Perl Jobs

2 years into my informatics studies and after a lot of java and absolutely no scripting, I'm wondering if I should stay with perl at all.
Here in Switzerland perl jobs are rare. I mean perl jobs, not "further desired skills: perl / bash".
And telecommuting jobs are mostly not that interesting because I live in a quite expensive country.
Most jobs I've looked at so far are maintenance jobs for legacy systems.
Hmpf.

3 Comments

I can't speak to the local Perl jobs situation for you, but I would say you should study what you enjoy the most since you have a long career ahead of you and a lot of unhappiness if you commit yourself to the wrong thing.

IT is notoriously fickle; Java has been reasonably steady although in my mind not terribly exciting (just my opinion) but the things that get people jobs tend to revolve more around whatever the new thing of the day is. When I started working the new thing was just to build a website with a bit of database access behind it. Now people are talking a lot about cloud computing and computing devices like iPad, etc.

One thing with regards to how perl jobs are advertised, more than half the companies I worked for had CTOs that would claim Perl is either not used or being phased out, which typically was not true. I find that if you have a take charge attitude you can find spaces for Perl even if you have to spend part time working on other languages. And that's not a bad thing since learning other languages really helps round out your abilities. Although past few years I've worked primarily in Perl before that I probably spent at least 50% of my time doing Javascript, which nearly always can get you some sort of job ;)

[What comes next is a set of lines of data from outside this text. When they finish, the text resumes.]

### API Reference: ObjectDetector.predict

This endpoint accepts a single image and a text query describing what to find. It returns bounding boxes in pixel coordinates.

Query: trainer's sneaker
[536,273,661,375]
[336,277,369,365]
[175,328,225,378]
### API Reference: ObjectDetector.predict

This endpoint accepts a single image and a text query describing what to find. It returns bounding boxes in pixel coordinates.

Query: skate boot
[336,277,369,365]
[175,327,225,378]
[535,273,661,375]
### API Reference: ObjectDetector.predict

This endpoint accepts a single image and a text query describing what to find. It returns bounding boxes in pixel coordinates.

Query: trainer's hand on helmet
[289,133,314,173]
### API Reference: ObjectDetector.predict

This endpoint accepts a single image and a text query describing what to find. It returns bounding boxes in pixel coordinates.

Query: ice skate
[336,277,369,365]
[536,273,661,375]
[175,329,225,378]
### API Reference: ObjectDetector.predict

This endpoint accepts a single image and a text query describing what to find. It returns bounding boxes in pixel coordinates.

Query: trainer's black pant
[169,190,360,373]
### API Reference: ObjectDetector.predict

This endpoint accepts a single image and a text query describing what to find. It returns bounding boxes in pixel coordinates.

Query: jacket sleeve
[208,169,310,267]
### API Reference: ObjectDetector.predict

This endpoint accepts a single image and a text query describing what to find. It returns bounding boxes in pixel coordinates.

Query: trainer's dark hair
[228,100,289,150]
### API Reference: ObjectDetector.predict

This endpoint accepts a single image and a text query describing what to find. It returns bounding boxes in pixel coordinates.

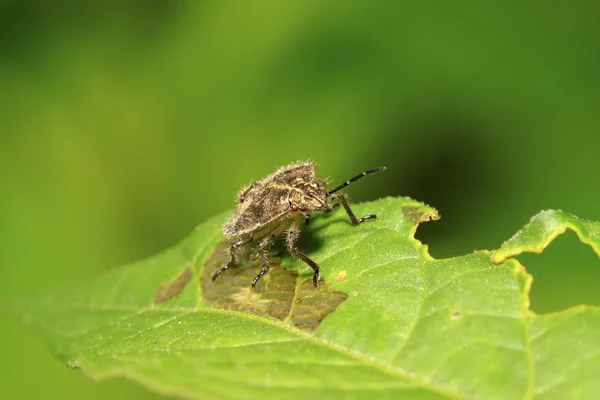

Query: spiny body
[213,161,385,287]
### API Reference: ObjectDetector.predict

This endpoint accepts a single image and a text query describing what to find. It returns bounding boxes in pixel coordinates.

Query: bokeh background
[0,0,600,400]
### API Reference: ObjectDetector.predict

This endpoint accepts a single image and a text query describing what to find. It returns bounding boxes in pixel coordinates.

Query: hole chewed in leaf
[491,210,600,314]
[402,205,439,224]
[200,241,348,331]
[153,265,194,304]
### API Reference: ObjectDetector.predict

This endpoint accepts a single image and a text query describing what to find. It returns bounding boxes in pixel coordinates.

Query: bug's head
[290,181,327,212]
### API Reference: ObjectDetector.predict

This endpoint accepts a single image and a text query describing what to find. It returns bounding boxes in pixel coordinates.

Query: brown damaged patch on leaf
[402,205,440,224]
[153,265,194,304]
[200,241,348,332]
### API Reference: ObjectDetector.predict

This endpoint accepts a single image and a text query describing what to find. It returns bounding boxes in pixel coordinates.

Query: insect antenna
[327,167,385,196]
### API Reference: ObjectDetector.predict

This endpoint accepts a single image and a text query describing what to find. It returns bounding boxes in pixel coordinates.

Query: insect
[212,161,385,288]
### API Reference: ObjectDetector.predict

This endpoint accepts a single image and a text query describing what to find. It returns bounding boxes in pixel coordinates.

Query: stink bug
[212,161,385,288]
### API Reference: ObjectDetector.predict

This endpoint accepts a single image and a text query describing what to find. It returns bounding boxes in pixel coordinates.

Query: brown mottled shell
[223,161,315,238]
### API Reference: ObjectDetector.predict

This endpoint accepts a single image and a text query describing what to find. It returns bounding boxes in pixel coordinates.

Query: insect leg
[286,219,321,287]
[252,235,274,289]
[304,213,310,225]
[329,193,377,225]
[212,236,252,281]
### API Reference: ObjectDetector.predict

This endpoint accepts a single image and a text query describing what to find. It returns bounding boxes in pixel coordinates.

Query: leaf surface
[15,198,600,399]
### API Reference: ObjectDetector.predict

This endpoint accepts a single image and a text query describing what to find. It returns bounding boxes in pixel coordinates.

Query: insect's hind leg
[330,193,377,225]
[252,235,275,289]
[212,236,252,282]
[285,219,321,287]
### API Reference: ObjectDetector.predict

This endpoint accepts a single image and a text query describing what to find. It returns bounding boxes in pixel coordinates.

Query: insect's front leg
[252,235,275,289]
[329,193,377,225]
[285,218,321,287]
[212,236,252,282]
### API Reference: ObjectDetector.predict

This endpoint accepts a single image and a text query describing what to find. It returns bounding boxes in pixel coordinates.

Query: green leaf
[15,198,600,399]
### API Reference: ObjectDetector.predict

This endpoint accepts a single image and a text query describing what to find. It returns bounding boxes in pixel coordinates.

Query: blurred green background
[0,0,600,400]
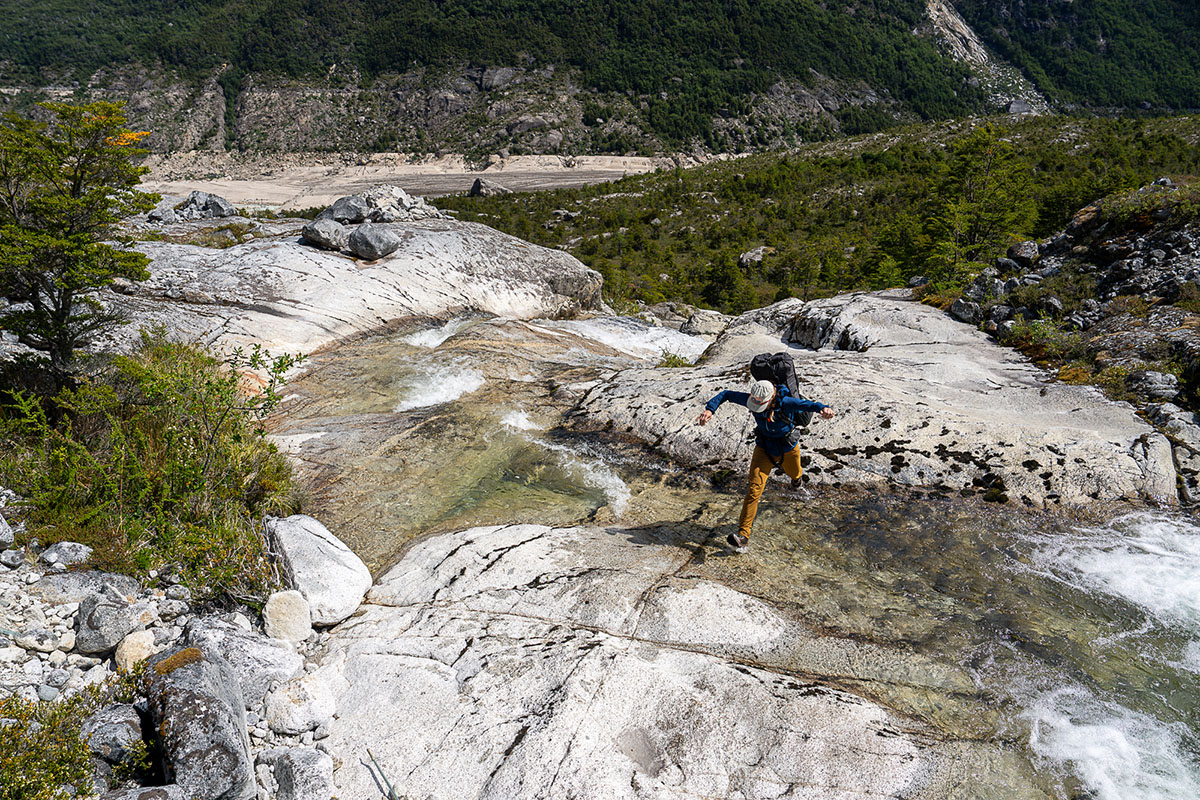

Hope it works out for you.

Never bet all your chips on a single programming language, not even if it's Perl. If you really like software engineering, and you are at the beginning of your career where you have more time over to be flexible, you might want to explore a number of different programming languages. That way you'll acquire useful insights into other technologies and exercise your mind at the same time. You might even like to dwell some into the less known more academic languages like Lua. I agree with John that the fun factor is not to be underestimated.